Take for example the case of Colorado-based artist named Karen that Sprung interviewed. She and her husband are both self-employed, and she had a rare, benign tumor that required complicated treatment. Karen’s condition locked her into policy for ten years, and by 2013 the couple’s premium had rising to $1,200 per month. Using ConnectForHealthColorado, the state’s exchange, she found a plan that would save them $657 per month.
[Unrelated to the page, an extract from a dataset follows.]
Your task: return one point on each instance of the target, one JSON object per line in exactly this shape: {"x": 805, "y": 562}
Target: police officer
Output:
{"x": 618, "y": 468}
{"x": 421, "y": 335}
However, because of the well-publicized problems with the healthcare website, she purchased the policy through the insurance company. “Applying directly to Kaiser saved us time over applying through our state’s exchange, because we didn’t have to go through the rigmarole of seeing if we qualified for a subsidy when I knew up front that we didn’t,” she told Sprung. The application process was also a lot easier than in the past, because insurers no longer require detailed medical histories. “You just have to give them your credit card, your ages and location, and boom — you’re done.”
It is still important to note that it will take many more anecdotal stories like Karen’s and many more years before health care experts have the necessary data to weigh the experiences of people who previously been subject to above-market rates against those of unsubsidized insurance customers whose premiums jumped after the implementation of the marketplace system.